When a distributed task needs to be executed, PowerJob-Server calculates the health of all worker nodes in the cluster based on their memory usage, CPU usage, and disk usage. The node with the highest score acts as the master node of the task, assuming the responsibility of TaskTracker. TaskTracker is created when it receives a task execution request from the server and completes three phases of initialization:

  • First, you need to initialize the embedded H2 database to store the dispatch and execution of all the subtasks.
  • Once the store is in place, TaskTracker builds the root task based on the task content dispatched by the server and persists it to an embedded database.
  • Finally, TaskTracker creates a series of scheduled tasks, including scheduled subtask dispatch, subtask execution status check, worker health check, and overall task execution status report.

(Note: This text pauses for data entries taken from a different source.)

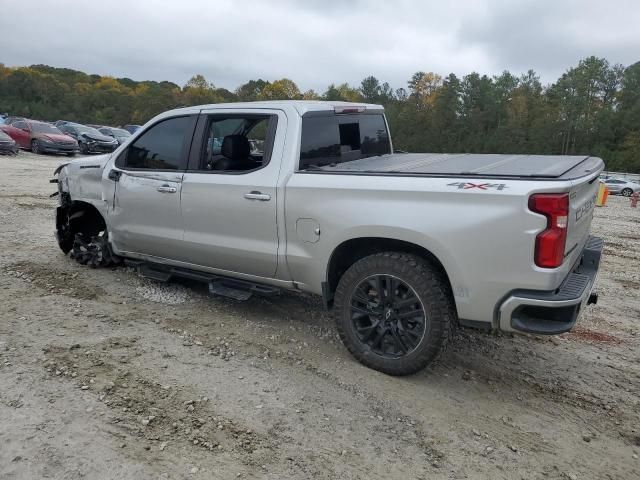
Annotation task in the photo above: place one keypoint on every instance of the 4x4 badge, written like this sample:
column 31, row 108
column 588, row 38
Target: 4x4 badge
column 479, row 186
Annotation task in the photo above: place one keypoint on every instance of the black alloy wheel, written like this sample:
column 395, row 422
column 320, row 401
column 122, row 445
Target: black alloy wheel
column 387, row 316
column 394, row 311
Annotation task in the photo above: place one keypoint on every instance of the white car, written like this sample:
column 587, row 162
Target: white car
column 620, row 186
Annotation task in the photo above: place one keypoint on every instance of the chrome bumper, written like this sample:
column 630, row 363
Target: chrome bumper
column 557, row 311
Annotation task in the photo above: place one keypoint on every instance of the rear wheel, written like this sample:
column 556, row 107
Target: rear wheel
column 394, row 312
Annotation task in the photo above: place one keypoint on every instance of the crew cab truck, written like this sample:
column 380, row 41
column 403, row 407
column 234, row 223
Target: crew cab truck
column 256, row 198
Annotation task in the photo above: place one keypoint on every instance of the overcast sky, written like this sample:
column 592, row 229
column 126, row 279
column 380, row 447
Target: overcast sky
column 316, row 42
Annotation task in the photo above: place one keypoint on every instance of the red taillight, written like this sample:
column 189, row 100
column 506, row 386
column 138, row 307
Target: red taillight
column 550, row 243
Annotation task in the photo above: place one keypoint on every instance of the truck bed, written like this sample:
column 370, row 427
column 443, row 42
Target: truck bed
column 563, row 167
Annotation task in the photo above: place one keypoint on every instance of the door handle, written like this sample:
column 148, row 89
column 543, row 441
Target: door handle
column 254, row 195
column 167, row 189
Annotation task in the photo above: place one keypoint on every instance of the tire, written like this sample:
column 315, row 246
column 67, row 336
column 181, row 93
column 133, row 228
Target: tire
column 94, row 252
column 406, row 331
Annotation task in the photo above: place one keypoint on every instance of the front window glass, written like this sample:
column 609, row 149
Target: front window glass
column 160, row 147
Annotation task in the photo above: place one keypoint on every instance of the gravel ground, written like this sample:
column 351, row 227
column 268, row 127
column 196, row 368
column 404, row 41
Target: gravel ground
column 105, row 375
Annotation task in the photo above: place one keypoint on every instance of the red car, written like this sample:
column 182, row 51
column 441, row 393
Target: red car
column 40, row 137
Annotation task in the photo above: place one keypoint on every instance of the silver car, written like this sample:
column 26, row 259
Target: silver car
column 619, row 186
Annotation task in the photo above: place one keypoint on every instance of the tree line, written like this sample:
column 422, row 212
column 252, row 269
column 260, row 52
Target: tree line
column 592, row 109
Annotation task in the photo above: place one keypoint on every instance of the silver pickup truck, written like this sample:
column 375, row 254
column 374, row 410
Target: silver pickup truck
column 256, row 198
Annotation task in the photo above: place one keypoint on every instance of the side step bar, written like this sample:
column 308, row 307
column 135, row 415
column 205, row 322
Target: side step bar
column 221, row 286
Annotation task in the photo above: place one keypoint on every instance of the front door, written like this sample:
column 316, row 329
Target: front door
column 144, row 215
column 229, row 194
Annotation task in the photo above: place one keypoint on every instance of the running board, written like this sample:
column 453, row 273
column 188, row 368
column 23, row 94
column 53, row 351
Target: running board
column 234, row 288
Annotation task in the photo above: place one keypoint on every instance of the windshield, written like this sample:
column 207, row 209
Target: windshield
column 45, row 128
column 85, row 129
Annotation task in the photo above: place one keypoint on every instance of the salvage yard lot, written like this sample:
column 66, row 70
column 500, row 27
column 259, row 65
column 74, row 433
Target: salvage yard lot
column 107, row 375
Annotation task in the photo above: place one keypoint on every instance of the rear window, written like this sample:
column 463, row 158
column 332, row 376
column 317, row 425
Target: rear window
column 337, row 139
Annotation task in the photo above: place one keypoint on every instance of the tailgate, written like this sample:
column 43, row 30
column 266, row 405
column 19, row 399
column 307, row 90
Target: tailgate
column 582, row 200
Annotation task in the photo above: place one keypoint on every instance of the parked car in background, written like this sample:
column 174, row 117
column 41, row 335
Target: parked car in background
column 119, row 134
column 89, row 139
column 620, row 186
column 9, row 120
column 7, row 144
column 40, row 137
column 59, row 123
column 132, row 128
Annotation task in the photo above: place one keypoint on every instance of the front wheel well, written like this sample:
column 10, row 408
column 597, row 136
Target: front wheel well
column 85, row 218
column 350, row 251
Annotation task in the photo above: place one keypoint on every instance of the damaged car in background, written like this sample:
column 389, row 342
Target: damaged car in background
column 310, row 196
column 89, row 139
column 40, row 137
column 8, row 146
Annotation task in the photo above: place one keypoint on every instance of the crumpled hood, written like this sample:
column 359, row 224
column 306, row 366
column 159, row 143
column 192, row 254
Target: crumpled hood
column 56, row 137
column 97, row 137
column 82, row 178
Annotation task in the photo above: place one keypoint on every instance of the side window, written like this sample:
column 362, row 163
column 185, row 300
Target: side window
column 160, row 147
column 237, row 143
column 336, row 139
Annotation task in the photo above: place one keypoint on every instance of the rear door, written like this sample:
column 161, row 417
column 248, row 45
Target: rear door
column 145, row 216
column 229, row 194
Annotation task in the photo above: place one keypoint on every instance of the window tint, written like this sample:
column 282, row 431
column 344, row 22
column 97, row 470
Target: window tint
column 236, row 143
column 342, row 138
column 160, row 147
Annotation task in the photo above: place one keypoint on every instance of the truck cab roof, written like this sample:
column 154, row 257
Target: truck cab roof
column 301, row 106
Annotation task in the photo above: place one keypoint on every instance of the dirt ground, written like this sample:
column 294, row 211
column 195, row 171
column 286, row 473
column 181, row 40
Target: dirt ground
column 105, row 375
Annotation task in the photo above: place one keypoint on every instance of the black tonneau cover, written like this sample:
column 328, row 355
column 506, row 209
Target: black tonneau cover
column 466, row 164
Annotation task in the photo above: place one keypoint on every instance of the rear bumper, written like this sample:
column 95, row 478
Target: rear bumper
column 557, row 311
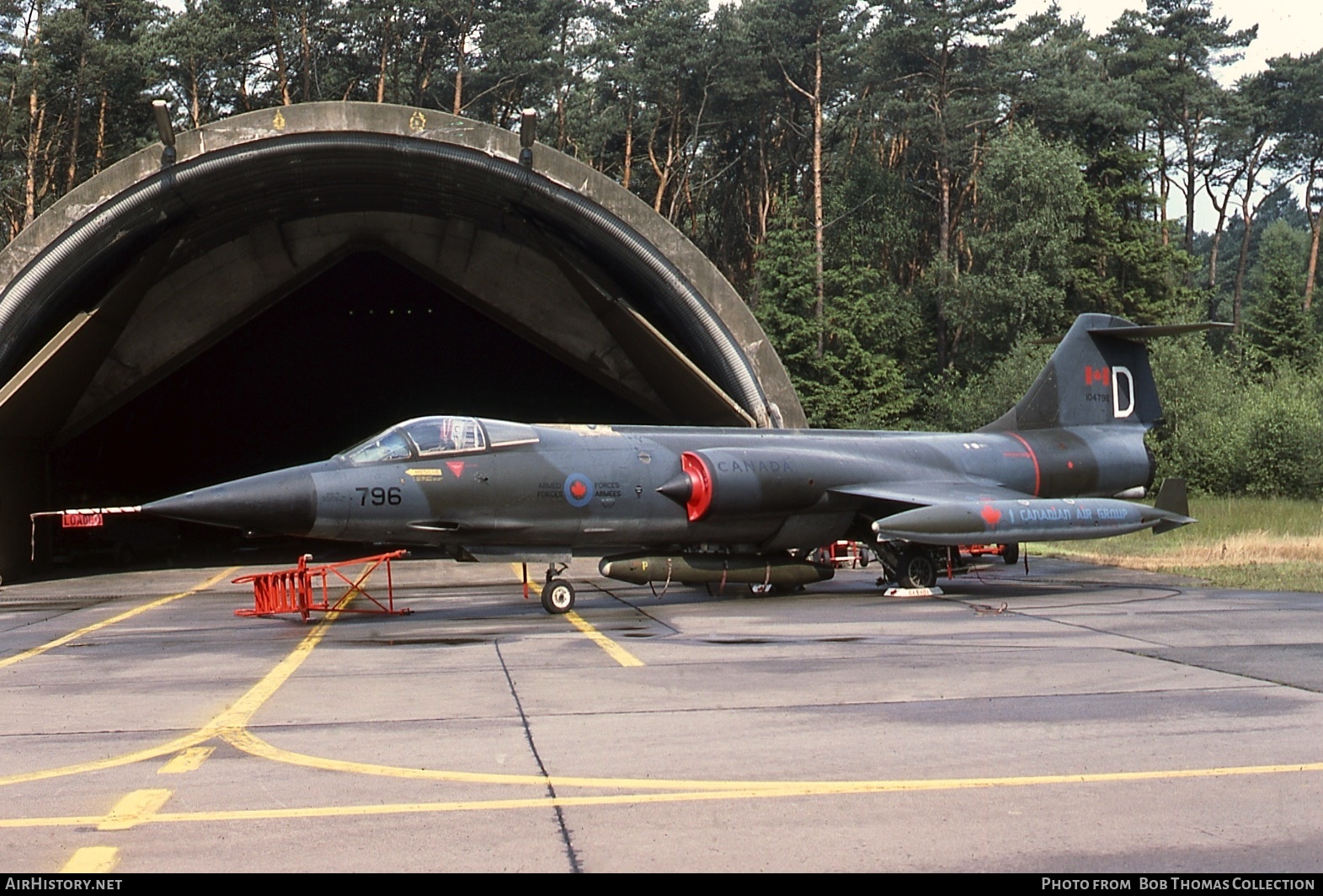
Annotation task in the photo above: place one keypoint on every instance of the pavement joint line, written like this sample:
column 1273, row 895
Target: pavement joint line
column 188, row 760
column 134, row 809
column 233, row 717
column 120, row 617
column 752, row 791
column 92, row 861
column 141, row 806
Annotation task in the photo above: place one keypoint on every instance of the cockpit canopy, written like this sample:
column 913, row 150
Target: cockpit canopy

ProcessorTracker is created when it receives a sub-task execution request from TaskTracker, and builds the thread pool and corresponding processor required for execution based on the task information contained in the request. When the running status of a subtask changes, ProcessorTracker needs to report the latest status back to TaskTracker in a timely manner.

As for the Processor, it is essentially a thread that encapsulates the context information of each subtask, which is submitted by the ProcessorTracker to the execution thread pool for execution and reports its execution status to its superiors.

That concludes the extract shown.